Meta Reports 4x Higher Bug Detection with Just-in-Time Testing

Meta has reported improved software quality using a Just-in-Time (JiT) testing approach that dynamically generates tests during code review instead of relying on long-lived, manually maintained test suites. According to Meta’s engineering blog and accompanying research, the approach improves bug detection by approximately 4x in AI-assisted development environments.

The shift is driven by agentic workflows where AI systems increasingly generate or modify large portions of code. In this environment, traditional test suites face higher maintenance overhead and reduced effectiveness, as brittle assertions and outdated coverage struggle to keep up with rapid changes.

As Ankit K., ICT systems test engineer, observes:

AI generating code and tests faster than humans can maintain them makes JiT testing almost inevitable.

JiT testing addresses this by generating tests at pull request time based on the specific code diff. Instead of static validation, the system infers developer intent, identifies potential failure modes, and constructs targeted tests designed to fail when regressions exist.
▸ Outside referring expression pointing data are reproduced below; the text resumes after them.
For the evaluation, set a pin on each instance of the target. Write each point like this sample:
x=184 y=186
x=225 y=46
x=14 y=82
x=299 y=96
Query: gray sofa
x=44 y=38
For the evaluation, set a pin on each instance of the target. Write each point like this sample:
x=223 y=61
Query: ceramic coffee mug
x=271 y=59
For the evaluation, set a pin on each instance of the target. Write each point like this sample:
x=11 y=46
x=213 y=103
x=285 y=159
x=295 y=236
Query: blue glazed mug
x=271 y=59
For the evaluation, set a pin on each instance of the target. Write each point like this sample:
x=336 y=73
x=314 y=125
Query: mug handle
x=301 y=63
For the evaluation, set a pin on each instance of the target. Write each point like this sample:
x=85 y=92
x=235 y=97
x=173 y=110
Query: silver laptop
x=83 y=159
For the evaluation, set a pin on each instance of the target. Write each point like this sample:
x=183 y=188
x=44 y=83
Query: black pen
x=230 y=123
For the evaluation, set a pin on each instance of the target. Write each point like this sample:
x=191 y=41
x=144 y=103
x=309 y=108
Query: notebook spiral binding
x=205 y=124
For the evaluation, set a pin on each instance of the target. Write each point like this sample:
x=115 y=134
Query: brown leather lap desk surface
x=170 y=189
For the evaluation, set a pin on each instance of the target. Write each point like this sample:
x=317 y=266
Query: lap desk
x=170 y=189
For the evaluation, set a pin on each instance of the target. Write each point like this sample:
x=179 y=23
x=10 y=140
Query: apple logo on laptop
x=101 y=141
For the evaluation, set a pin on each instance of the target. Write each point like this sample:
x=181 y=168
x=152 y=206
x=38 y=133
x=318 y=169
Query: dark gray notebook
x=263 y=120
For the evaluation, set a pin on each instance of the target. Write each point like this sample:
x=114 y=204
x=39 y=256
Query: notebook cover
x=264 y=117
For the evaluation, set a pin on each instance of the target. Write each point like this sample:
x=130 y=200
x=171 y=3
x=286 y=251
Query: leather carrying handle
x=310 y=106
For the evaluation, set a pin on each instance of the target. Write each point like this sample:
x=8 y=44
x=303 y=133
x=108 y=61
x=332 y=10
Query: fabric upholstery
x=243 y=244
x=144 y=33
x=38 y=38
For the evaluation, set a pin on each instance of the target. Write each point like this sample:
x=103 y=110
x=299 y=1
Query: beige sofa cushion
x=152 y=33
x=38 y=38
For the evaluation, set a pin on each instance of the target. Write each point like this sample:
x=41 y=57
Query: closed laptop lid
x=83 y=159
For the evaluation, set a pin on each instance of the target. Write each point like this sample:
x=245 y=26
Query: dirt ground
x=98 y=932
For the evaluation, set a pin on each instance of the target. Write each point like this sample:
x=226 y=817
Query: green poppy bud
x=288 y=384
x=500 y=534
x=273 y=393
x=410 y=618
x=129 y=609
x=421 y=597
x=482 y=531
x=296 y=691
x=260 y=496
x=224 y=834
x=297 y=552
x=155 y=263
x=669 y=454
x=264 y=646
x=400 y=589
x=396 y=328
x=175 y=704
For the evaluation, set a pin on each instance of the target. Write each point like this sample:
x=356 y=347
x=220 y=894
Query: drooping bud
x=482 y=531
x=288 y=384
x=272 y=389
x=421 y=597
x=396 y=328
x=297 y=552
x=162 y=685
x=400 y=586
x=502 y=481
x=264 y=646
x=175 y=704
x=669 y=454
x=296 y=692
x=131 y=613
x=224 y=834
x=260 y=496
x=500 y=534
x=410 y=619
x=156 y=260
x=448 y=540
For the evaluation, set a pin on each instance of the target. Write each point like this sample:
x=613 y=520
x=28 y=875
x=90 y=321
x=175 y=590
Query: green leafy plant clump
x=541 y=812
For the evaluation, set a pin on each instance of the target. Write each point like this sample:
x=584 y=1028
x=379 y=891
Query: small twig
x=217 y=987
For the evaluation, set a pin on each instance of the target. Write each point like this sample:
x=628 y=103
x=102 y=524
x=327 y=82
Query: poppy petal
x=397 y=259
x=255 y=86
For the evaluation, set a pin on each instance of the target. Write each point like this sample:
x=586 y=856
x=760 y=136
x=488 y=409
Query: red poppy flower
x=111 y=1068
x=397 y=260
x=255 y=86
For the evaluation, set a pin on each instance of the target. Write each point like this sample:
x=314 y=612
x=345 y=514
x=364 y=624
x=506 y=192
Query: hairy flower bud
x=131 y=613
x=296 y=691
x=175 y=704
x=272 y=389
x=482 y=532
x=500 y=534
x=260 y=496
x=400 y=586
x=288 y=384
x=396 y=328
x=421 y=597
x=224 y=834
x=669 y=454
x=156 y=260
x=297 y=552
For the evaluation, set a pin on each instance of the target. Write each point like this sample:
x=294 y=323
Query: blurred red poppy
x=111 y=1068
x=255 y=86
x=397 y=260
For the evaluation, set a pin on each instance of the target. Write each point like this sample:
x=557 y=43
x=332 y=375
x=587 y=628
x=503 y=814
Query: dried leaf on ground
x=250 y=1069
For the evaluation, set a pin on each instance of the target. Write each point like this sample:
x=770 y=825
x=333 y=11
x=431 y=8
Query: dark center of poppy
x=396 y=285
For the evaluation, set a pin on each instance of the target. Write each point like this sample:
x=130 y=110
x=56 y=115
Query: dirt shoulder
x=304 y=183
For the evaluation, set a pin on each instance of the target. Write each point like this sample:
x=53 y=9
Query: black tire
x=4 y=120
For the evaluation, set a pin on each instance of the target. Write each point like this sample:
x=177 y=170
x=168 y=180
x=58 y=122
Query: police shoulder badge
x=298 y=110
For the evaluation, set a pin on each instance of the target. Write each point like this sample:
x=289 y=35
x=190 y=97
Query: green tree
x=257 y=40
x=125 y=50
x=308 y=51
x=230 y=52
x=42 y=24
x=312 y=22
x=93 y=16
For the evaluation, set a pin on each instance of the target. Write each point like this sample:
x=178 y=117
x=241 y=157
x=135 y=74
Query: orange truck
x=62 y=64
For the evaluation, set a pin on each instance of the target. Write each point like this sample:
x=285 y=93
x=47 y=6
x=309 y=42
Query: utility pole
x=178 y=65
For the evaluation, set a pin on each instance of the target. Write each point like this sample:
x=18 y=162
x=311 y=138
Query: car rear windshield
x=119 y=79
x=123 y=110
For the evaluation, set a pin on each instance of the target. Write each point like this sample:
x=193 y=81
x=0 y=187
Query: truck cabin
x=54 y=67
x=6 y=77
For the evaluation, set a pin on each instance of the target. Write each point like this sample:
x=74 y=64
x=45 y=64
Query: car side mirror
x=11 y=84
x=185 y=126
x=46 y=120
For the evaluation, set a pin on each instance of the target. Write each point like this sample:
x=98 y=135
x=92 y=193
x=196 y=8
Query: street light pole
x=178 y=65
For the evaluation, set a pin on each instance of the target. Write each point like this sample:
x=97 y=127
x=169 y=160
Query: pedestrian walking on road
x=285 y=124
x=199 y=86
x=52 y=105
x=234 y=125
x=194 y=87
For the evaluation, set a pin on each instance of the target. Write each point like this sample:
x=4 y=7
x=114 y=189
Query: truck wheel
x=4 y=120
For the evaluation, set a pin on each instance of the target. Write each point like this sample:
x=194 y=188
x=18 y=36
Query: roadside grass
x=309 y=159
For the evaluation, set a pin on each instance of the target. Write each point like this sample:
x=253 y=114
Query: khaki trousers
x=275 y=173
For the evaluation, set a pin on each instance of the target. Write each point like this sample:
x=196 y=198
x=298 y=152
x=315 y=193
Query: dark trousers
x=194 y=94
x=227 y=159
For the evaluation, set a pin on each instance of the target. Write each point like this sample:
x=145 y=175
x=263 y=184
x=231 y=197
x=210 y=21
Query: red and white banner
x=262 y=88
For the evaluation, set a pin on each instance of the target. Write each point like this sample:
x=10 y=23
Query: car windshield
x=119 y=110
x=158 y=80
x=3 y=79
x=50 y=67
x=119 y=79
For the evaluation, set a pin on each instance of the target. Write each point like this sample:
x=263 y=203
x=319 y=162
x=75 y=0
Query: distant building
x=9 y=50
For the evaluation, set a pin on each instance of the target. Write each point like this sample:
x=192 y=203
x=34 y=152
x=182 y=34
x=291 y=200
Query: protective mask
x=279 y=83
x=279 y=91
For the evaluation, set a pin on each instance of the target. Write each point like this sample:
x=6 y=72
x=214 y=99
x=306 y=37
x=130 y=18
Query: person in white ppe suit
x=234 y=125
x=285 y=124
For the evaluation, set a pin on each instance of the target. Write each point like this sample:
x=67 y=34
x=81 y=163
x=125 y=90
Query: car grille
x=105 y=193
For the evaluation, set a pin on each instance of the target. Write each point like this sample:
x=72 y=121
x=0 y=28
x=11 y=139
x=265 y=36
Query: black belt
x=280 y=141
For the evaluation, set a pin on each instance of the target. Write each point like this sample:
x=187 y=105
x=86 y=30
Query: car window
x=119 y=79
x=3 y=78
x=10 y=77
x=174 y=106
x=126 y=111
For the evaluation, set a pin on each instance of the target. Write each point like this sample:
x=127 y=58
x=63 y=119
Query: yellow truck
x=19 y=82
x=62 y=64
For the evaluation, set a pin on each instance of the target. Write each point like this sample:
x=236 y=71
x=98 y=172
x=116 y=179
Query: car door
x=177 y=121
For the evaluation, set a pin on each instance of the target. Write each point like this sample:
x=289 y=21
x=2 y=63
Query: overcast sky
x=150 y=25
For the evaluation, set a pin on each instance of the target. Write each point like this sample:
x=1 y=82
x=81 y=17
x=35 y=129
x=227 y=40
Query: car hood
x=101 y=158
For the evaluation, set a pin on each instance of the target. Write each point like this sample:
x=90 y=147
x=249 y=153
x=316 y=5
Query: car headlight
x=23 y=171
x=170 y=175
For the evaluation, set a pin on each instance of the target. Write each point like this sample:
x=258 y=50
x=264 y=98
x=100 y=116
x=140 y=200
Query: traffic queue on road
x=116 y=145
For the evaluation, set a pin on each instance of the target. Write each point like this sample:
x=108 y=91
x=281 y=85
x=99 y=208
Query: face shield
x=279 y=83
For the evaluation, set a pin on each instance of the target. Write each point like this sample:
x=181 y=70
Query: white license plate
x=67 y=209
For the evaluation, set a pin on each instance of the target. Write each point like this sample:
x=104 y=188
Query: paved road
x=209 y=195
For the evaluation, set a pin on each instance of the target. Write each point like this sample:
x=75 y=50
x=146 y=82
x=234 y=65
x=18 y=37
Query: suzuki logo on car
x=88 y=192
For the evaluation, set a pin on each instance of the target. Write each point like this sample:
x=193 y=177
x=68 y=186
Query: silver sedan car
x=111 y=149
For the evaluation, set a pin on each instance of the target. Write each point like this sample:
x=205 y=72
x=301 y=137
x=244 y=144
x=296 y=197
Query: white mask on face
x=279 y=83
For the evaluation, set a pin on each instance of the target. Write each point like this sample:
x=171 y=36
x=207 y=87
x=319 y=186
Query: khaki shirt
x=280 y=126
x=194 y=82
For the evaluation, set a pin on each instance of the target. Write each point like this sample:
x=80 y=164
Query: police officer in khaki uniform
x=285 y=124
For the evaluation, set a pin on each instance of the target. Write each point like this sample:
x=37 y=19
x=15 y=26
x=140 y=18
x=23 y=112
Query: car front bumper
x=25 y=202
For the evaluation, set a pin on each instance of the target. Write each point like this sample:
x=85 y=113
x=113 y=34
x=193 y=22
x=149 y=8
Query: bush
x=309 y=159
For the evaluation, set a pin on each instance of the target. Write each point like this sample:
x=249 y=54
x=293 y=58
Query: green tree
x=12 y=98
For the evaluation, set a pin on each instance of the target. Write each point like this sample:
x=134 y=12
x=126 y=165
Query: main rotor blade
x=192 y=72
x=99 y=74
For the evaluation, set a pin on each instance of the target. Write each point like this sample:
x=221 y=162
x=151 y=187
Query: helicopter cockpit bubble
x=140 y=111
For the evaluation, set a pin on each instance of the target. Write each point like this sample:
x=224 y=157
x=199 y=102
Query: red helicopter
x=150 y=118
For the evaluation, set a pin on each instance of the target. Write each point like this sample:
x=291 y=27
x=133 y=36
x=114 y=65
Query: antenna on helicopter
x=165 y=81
It targets regression-catching tests that fail on the proposed changes but pass on the parent revision. This is achieved through a pipeline combining large language models, program analysis, and mutation testing, where synthetic defects are injected to validate whether generated tests detect them.

As Mark Harman, research scientist at Meta, notes:

This work represents a fundamental shift from ‘hardening’ tests that pass today to ‘catching’ tests that find tomorrow’s bugs.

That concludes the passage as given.